Тропа прошла, извиваясь, через дубовую рощу, вновь вышла на пастбище, а затем опять скрылась в лесу. Косые лучи солнца проникали между ветками, покрывая землю пятнышками света. Почти в самом начале пути друзья прошли мимо двух домиков, а потом на протяжении доброй мили им не попадалось никакого жилья. Наконец их тропа вышла на другую, которая была уже больше похожа на дорогу и вилась по берегу довольно крупной реки. Ближе к ночи они набрели на небольшую деревушку, где поужинали в относительно приличном трактире.
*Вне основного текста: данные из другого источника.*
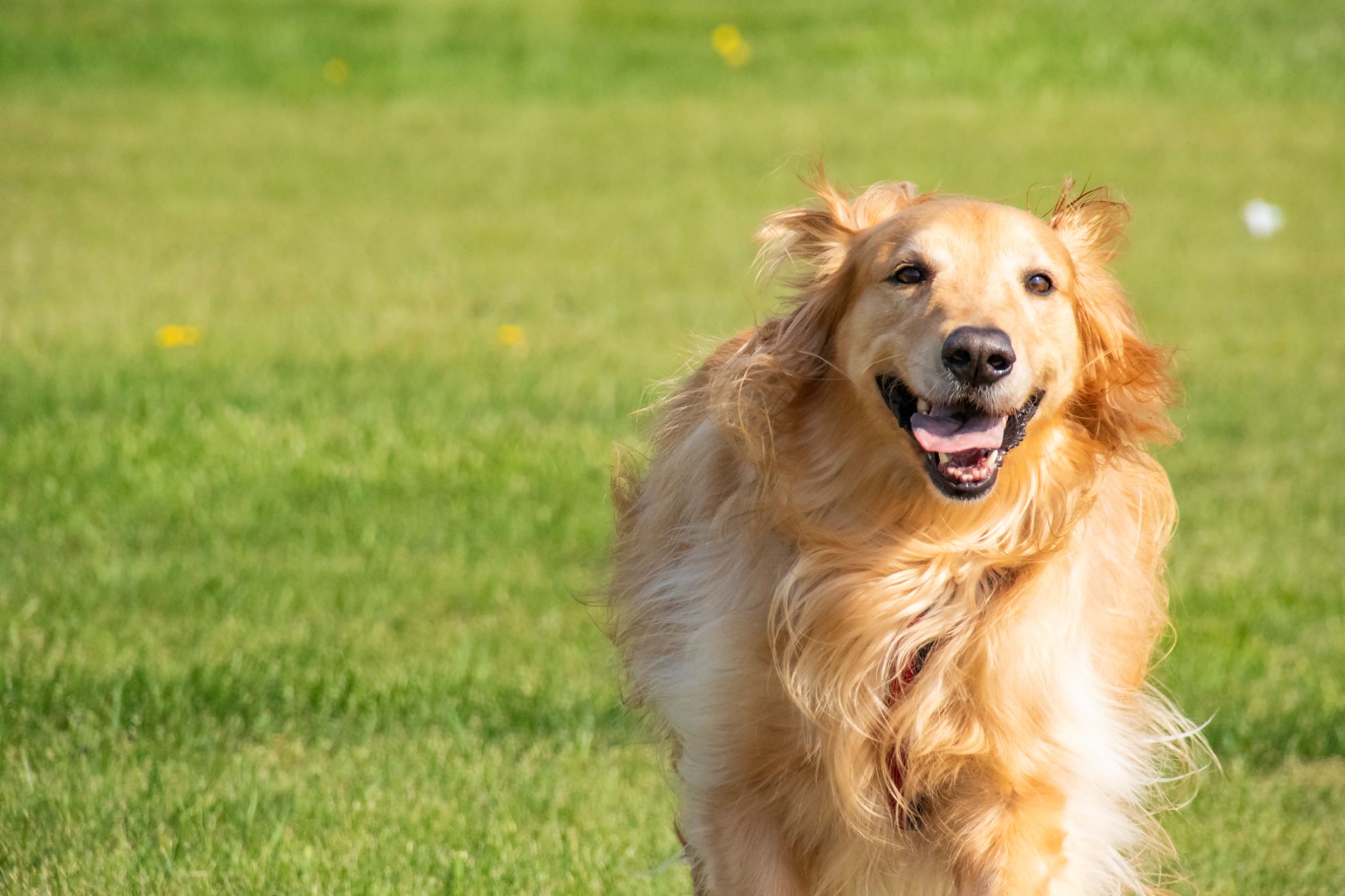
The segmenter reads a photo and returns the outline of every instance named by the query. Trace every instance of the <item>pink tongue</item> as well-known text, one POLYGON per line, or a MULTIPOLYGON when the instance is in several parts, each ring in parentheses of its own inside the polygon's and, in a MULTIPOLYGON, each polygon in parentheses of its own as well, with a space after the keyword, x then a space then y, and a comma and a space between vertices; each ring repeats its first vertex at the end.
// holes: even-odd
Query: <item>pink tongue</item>
POLYGON ((911 431, 920 447, 927 451, 970 451, 971 449, 993 450, 1005 441, 1003 416, 978 415, 959 420, 943 414, 912 414, 911 431))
Джонатан весь день рассеянно удивлялся тому, что на бэламнийских дубах растут точно такие же желуди, как и на дубах в долине реки Ориэль. Он смутно подозревал, что жители Бэламнии будут какими-то не от мира сего, что они будут ходить на руках или у них будут поросячьи пятачки вместо носа. Но оказалось, что жители Бэламнии с виду почти такие же, как те люди, которых он привык видеть. По сути, во всей Бэламнии не было ничего особо магического. Она была очень похожа на любое другое место.
Когда они сели за стол в трактире, первая мысль, пришедшая в голову Джонатану, имела отношение к природе бэламнийского эля. Было бы трагедией, если бы оказалось, что эль здесь еще даже не изобрели или то, что принимают тут за эль, не более чем болотная вода с растворенной в ней грязью или забродивший лук. Эль, однако, был настоящим – он назывался «Старая Амброзия», – и, более того, его подавали холодным, что было приятным сюрпризом в теплый летний вечер.
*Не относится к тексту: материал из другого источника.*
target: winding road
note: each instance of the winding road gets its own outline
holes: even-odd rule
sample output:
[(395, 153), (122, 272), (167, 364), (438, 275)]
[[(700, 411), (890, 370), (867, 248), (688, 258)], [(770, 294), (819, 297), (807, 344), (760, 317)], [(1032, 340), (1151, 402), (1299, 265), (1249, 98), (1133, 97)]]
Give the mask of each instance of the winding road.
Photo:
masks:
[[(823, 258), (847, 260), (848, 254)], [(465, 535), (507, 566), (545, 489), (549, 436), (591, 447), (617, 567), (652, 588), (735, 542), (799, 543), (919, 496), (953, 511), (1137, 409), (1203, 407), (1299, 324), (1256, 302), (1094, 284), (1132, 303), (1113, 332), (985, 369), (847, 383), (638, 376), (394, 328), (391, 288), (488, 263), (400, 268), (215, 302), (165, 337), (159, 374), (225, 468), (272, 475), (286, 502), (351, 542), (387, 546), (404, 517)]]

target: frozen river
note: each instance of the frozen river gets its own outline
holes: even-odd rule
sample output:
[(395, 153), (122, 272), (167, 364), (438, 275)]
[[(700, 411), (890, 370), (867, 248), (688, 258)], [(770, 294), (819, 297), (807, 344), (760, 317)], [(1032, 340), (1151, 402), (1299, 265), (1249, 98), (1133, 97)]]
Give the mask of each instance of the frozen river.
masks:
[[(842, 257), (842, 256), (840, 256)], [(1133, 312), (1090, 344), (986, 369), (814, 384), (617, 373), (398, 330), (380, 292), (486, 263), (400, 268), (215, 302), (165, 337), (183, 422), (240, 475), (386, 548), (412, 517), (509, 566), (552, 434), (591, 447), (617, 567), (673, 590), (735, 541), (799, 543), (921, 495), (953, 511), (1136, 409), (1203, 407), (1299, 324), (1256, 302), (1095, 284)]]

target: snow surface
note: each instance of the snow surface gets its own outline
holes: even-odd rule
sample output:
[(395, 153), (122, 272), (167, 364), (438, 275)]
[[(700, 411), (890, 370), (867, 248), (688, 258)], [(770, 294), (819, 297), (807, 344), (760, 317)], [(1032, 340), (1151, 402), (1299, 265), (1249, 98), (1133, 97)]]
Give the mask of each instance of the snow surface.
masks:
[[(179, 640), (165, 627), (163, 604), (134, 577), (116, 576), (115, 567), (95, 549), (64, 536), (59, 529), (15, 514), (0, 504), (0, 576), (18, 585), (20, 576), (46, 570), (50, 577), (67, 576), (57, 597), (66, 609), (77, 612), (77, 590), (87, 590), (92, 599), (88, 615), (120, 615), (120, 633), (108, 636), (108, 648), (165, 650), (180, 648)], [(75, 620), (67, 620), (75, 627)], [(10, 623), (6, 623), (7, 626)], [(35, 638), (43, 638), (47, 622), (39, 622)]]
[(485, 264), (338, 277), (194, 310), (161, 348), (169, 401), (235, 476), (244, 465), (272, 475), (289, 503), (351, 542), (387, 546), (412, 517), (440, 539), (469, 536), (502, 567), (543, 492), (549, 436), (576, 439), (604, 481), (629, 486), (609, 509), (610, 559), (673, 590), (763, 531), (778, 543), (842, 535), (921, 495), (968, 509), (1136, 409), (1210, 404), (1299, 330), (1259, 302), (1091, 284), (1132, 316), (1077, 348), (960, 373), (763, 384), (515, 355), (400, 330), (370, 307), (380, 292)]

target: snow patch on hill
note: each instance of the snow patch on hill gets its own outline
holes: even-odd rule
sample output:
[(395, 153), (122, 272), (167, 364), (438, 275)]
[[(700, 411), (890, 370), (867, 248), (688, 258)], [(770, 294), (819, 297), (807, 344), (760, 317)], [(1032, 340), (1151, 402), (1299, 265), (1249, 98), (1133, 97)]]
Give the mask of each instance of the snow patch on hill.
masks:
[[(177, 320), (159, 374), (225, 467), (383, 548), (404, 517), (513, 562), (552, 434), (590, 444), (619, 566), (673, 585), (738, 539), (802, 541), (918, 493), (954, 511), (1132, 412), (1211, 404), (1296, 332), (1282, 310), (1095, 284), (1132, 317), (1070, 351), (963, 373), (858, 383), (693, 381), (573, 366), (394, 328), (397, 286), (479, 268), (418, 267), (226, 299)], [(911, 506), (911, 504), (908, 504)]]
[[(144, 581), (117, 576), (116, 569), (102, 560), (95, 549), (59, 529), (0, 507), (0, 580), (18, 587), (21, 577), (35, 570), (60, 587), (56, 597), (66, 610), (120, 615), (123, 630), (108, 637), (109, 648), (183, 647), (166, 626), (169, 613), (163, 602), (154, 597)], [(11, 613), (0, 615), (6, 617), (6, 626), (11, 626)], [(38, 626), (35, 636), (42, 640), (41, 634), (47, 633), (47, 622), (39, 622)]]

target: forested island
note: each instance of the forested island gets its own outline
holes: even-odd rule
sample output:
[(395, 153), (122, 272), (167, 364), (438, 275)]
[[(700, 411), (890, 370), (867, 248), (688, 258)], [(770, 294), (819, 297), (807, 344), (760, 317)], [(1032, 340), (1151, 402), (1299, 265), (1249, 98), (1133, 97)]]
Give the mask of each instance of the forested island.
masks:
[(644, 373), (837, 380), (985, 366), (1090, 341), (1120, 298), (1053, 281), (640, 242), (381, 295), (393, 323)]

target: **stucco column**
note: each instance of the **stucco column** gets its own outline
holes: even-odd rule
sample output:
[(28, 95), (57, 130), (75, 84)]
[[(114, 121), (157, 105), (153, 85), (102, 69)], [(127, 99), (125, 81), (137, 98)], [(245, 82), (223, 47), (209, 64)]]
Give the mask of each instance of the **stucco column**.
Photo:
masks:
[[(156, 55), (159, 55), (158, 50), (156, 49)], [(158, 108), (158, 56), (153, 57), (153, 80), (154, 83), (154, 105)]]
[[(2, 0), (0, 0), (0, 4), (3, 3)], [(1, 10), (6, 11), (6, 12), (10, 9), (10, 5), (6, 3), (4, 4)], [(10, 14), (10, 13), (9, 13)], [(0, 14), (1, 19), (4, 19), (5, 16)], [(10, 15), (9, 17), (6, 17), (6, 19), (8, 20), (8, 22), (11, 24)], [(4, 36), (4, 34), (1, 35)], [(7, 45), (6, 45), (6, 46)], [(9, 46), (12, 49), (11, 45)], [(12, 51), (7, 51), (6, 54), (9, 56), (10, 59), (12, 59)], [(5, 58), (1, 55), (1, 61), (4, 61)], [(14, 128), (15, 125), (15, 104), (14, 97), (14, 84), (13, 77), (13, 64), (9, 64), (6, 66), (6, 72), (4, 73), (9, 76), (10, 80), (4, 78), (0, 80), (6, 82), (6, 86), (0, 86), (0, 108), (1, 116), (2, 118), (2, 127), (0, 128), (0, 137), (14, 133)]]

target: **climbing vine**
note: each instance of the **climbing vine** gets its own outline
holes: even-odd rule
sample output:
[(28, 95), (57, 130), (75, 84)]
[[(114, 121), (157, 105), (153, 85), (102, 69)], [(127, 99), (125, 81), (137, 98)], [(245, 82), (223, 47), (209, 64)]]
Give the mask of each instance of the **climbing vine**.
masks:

За столом они немного поспорили о том, стоит ли продолжать путь после ужина. Ночь была такой приятной, что путешественники вполне могли пройти еще миль пять и затем выспаться под звездами. Джонатану, который к этому времени был не прочь совершить пешую прогулку, идея показалась хорошей. У него был дядюшка, который предпринимал подобные прогулки, вооружившись томиком стихов и удочкой, и вся эта затея казалась ему довольно романтичной. Сон под звездами в летнюю ночь вполне соответствовал такой романтике.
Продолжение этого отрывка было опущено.